I'm in a situation where the list of orphaned packages to be removed by apt-get autoremove includes a package that I want to keep. Apparently I have accidentally removed a package which was depending on it. How can I now mark the package as explicitly desired, so that apt-get autoremove will not remove it?


Use apt-mark

$ man apt-mark
       manual is used to mark a package as being manually installed, which will 
prevent the package from being automatically removed if no other packages 
depend on it.


sudo apt-mark manual <package-name>

Now autoremove won't remove it.

To undo

sudo apt-mark auto <package-name>

Now autoremove will remove the package if it is not a dependency of any other package.

  • 1
    Another handy trick is that you can mark many packages at once like this: sudo apt-mark manual <package1> <package2> <package3> etc – Msencenb May 15 '18 at 21:59

A few more Google attempts brought up a solution:

It is either possible to just install explicitly:

sudo apt-get install <package>

or marking as manually installed via

sudo apt-mark manual <package>

apt won't re-install, the output will just look like:

$ sudo apt-get install tmux
Reading package lists... Done
Building dependency tree       
Reading state information... Done
tmux is already the newest version.
tmux set to manually installed.

This is already answered well, but I found a situation where I did not want to "mark" many of the packages (and then un-mark them after autoremove).

When the list of packages you want to autoremove is easily-defined, then you can pipe/sed/xargs them out.

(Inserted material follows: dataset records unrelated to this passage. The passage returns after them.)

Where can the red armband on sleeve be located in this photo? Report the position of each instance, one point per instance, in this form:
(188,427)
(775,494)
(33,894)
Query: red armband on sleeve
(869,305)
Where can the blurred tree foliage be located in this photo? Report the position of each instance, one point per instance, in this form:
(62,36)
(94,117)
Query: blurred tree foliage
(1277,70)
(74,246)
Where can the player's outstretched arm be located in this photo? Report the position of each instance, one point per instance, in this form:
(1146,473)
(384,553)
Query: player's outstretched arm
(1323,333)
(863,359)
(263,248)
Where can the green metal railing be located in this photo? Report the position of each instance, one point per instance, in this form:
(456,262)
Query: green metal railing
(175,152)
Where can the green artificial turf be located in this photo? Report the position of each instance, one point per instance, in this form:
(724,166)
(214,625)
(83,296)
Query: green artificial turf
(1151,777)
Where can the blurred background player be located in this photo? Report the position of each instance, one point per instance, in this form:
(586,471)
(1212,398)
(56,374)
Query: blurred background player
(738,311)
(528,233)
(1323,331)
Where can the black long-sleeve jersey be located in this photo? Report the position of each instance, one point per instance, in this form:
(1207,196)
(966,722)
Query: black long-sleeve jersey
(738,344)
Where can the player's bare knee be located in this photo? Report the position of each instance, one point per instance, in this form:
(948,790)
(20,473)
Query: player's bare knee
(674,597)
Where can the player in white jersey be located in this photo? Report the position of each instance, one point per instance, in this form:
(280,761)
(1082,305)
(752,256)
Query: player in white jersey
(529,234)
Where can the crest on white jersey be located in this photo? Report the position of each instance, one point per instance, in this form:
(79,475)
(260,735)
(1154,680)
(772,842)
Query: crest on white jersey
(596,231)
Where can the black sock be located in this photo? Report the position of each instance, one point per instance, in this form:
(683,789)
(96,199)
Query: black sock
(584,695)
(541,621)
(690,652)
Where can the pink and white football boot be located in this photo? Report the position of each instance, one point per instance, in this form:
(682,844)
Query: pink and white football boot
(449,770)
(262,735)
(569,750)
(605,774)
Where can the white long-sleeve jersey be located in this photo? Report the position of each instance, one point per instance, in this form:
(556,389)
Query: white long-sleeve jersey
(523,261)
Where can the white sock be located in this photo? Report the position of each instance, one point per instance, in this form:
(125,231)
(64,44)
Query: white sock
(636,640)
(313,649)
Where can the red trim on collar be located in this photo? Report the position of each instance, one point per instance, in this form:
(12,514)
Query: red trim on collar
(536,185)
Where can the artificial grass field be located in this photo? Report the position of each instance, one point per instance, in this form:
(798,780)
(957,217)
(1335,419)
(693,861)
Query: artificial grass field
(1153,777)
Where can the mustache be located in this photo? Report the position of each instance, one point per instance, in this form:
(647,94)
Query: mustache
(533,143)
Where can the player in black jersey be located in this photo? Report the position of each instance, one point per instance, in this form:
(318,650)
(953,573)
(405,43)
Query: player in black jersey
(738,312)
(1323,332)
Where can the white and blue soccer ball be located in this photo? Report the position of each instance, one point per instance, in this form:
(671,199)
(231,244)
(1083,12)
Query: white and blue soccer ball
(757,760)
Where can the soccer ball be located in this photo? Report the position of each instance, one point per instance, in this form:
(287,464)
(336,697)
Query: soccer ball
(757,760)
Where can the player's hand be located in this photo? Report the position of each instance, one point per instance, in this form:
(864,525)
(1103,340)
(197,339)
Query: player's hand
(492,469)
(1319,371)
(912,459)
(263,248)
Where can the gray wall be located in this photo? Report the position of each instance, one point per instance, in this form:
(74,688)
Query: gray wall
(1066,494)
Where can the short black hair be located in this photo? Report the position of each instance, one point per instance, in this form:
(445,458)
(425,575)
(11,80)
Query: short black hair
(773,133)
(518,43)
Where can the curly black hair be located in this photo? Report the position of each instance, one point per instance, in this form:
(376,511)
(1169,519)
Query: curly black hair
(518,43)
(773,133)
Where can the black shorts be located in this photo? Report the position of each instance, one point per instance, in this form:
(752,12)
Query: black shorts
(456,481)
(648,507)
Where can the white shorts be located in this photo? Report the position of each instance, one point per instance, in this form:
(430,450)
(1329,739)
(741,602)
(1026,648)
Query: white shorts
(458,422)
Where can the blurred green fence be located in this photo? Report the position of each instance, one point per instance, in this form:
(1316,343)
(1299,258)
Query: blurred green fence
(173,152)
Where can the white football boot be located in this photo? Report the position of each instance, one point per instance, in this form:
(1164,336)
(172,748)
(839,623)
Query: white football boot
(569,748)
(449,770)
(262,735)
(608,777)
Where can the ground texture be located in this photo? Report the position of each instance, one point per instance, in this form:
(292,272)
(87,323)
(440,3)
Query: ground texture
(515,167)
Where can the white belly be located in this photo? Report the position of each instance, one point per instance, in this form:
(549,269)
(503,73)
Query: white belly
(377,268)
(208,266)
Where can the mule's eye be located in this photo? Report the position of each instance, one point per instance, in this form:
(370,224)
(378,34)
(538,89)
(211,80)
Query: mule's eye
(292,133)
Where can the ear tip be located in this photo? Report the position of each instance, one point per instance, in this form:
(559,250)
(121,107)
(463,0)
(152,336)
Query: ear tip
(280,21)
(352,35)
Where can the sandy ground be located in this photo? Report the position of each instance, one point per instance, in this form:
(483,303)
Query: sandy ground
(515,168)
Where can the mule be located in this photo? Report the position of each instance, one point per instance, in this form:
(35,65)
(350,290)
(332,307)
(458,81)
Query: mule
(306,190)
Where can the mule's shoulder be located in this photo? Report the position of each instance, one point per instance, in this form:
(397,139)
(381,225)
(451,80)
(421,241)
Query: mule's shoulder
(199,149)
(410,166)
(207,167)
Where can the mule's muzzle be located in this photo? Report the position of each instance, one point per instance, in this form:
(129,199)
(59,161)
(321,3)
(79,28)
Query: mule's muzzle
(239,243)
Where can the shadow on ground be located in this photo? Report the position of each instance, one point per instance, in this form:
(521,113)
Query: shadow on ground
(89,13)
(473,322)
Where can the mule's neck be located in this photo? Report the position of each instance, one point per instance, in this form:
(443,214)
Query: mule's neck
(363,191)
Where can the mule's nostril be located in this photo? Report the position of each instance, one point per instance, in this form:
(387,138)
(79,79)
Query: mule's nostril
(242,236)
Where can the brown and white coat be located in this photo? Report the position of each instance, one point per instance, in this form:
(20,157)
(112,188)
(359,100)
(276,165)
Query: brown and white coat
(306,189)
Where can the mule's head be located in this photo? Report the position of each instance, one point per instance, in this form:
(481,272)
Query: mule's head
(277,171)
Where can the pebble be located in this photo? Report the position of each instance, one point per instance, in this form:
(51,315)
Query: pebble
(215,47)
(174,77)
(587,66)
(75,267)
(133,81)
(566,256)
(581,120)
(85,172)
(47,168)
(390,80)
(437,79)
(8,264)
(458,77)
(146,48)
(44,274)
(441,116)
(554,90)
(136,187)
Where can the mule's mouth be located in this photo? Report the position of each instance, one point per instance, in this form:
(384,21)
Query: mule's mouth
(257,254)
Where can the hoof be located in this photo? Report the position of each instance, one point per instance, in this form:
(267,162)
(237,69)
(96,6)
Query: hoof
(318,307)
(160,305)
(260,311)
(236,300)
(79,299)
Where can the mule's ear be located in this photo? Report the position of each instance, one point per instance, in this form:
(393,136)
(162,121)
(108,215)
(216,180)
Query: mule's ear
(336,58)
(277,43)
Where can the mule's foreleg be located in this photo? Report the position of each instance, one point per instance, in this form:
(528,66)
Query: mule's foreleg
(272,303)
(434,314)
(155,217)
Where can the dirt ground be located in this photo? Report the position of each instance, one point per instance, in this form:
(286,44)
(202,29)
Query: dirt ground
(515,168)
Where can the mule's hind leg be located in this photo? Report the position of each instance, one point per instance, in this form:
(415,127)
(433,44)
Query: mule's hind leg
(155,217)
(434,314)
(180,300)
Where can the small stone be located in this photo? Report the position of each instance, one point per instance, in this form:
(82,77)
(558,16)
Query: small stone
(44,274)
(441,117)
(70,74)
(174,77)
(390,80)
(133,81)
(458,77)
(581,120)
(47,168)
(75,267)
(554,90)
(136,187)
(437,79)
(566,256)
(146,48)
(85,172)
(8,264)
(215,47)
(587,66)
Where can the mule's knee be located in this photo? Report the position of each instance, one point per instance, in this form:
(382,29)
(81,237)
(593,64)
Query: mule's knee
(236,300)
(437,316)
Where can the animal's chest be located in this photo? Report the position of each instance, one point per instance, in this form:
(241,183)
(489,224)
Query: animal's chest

I don't have a complex example of many packages, but if I have the following scenario:

root@fptc-rsvrd:~# apt-get autoremove
Reading package lists... Done
Building dependency tree
Reading state information... Done
The following packages will be REMOVED:
  libluajit-5.1-2 libluajit-5.1-common linux-headers-4.4.0-141 linux-headers-4.4.0-141-generic linux-headers-4.4.0-143 linux-headers-4.4.0-143-generic linux-headers-4.4.0-146 linux-headers-4.4.0-146-generic
  linux-image-4.4.0-141-generic linux-image-4.4.0-143-generic linux-image-4.4.0-146-generic linux-image-extra-4.4.0-141-generic linux-modules-4.4.0-143-generic linux-modules-4.4.0-146-generic
  linux-modules-extra-4.4.0-143-generic linux-modules-extra-4.4.0-146-generic linux-signed-image-4.4.0-141-generic pandoc-data
0 upgraded, 0 newly installed, 18 to remove and 19 not upgraded.
After this operation, 907 MB disk space will be freed.

and I want to remove just the linux* packages, I can do this:

root@fptc-rsvrd:~# apt-get autoremove -s | sed -ne 's/Remv \(linux[^[]*\)\[.*/\1/gp'

So from here, it's easy to pass these via xargs as command-line arguments to the simple apt-get remove -y:

apt-get autoremove -s \
  | sed -ne 's/Remv \(linux[^[]*\)\[.*/\1/gp' \
  | xargs apt-get remove -y

Normally when using xargs, I'd guard against spaces in the arguments (e.g., find ... -print0 | xargs -0 ...), but since package names don't have spaces in them, I'm comfortable using newline-delimited arguments.

(I'd think it other situations, it'd be more appropriate to "mark" a hold, the unhold the packages. That can also be done with regexes and xargs, but is probably over-engineering the situation.)